Es así que, por una parte, vemos proliferar discursos que piden la abolición de los Consejos de Salarios -como el economista Licandro- o su “modernización”, eufemismo que suelen utilizar políticos y consultores pro patronales para vaciar la negociación colectiva de contenidos. Por otra parte, como consecuencia del modelo productivo y bajo el manto del progreso tecnológico y la máscara de la “autonomía” y el “emprendedurismo”, se multiplican las formas de trabajo precarizado, sumadas a las ya conocidas modalidades freelance, con plataformas de transporte de pasajeros como Uber y de envío de comida y otros productos como Pedidos Ya, Rappi, Globo, Uber-Eats en que los trabajadores deben asegurarse ellos mismos sus herramientas de trabajo así como los aportes a la seguridad social, estar disponibles a todo momento y vivir ante la incertidumbre de trabajar sin contrato y poder ser despedidos en un solo click, sin rostro humano.
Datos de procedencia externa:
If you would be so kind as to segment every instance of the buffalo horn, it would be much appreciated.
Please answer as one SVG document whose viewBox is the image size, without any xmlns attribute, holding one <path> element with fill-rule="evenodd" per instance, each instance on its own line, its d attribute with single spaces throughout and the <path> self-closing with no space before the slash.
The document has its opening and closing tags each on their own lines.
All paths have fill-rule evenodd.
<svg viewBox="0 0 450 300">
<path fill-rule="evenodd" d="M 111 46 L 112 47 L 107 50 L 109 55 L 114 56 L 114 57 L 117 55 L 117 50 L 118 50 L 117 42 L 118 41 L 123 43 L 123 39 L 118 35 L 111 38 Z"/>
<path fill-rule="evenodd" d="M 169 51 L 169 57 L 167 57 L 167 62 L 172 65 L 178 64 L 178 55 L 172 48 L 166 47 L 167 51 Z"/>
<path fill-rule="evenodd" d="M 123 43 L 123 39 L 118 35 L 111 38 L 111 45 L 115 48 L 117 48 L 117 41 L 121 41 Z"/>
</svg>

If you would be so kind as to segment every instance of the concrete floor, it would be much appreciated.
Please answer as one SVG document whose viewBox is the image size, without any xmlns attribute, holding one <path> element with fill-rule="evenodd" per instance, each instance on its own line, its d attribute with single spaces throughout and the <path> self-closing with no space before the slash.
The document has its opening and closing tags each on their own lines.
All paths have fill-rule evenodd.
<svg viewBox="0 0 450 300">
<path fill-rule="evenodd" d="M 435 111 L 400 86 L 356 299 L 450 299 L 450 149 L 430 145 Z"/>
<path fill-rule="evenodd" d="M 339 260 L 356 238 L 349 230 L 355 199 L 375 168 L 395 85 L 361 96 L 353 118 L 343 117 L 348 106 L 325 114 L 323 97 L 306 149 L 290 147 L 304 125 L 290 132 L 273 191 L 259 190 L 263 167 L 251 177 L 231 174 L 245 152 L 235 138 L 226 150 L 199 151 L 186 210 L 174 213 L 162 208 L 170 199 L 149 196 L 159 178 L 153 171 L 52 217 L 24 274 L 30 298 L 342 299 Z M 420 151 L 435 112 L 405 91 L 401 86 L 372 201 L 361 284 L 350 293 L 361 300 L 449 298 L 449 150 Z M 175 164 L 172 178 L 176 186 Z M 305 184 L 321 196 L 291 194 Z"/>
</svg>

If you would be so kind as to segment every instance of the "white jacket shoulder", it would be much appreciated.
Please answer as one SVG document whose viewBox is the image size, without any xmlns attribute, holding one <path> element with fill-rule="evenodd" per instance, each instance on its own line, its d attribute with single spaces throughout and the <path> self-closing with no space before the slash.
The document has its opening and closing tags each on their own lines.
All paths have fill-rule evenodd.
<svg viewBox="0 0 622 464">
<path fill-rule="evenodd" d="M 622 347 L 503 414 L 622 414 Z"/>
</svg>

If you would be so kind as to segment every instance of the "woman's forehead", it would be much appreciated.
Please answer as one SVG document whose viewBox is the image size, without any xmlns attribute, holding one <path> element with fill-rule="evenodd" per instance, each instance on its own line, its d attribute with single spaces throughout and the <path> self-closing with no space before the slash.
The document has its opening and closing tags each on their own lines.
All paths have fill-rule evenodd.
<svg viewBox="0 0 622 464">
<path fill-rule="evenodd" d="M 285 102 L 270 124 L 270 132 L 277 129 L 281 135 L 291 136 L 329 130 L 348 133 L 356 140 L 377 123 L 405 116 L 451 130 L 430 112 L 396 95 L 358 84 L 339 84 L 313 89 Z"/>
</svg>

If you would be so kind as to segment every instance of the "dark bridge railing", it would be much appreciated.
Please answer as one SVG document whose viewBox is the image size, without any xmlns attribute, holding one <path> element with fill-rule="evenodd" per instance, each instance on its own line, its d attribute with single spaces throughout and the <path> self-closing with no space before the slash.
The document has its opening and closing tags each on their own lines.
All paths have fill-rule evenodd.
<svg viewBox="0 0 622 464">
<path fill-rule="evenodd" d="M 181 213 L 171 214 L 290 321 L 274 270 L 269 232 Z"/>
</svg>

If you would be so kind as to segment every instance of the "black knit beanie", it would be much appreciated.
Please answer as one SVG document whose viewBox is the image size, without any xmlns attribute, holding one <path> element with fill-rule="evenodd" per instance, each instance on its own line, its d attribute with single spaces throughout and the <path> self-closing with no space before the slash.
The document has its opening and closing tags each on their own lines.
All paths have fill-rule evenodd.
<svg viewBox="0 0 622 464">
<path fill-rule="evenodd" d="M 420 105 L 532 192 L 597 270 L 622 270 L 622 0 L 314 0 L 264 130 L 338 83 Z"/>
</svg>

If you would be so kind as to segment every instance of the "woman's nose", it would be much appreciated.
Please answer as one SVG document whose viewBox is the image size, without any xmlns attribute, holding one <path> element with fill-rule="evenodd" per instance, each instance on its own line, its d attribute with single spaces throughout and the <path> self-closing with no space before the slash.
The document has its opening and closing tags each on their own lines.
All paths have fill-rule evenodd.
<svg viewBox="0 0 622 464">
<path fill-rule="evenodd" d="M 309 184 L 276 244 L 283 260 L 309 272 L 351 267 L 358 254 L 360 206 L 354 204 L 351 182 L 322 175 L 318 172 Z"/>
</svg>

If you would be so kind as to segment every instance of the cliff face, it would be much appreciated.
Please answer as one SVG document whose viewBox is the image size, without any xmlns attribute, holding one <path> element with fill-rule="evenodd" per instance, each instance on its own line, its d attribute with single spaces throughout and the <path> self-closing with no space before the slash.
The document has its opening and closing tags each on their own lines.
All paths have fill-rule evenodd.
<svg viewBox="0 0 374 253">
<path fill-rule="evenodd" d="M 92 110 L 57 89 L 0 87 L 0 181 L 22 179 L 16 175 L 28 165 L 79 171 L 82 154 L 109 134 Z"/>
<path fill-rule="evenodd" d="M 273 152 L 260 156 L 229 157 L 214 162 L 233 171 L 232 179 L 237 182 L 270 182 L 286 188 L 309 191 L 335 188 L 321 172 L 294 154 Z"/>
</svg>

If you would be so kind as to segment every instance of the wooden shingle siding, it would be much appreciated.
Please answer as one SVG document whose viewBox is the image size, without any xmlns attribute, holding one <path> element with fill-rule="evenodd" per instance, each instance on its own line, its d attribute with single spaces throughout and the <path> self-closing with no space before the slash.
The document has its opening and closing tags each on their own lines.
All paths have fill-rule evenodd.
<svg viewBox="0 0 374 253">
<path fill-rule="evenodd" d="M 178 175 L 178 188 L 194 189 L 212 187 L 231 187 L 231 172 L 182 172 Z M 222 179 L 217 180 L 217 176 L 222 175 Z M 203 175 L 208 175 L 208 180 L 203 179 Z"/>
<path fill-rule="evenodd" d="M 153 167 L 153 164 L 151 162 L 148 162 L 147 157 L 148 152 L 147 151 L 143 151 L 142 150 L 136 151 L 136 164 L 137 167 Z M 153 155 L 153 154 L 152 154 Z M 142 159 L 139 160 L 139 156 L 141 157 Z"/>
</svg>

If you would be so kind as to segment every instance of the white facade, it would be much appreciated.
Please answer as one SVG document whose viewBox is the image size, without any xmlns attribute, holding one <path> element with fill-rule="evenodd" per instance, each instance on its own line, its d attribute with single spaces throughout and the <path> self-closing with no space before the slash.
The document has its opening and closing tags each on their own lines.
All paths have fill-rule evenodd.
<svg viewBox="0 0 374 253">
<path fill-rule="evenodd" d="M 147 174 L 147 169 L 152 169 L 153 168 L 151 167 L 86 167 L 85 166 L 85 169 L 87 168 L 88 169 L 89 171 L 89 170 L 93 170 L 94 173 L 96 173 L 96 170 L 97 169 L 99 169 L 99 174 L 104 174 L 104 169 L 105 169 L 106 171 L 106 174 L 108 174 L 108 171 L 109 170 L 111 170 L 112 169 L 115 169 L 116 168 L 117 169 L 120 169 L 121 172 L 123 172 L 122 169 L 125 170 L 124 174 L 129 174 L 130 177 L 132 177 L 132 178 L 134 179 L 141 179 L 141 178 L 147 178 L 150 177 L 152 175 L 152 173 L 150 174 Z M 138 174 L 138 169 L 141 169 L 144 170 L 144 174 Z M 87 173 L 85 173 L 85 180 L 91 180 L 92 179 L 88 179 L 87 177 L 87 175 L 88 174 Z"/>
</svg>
Al galope del caballo desbocado de las fuerzas productivas, proliferan como novedad trabajos ultra precarizados con tracción a sangre, como si las “apps” nos sumergieran de lleno en el Siglo XIX. O, mejor dicho, parecería que, de no cambiar las cosas, nos depara un futuro a lo Blade Runner.
Un posible escenario de ajuste (gradual o “de shock”) procurará barrer derechos conquistados por los/as trabajadores/as. Este escenario adverso, nos obliga a desarrollar nuestra potencia creadora, para lograr articular la resistencia y defensa de los derechos conquistados con un pasaje a la ofensiva. Es clave seguir apostando a la organización, articular nuevas luchas y nuevas voces, generar otras formas de hacer política, que prefiguren también maneras diferentes de vivir y vincularnos. Comprender las características del trabajo en el siglo XXI es fundamental para enfrentar la precarización y buscar alternativas. Por eso nuestro número de mayo le hinca el diente a este asunto. “El futuro llegó hace rato”: manos a la obra.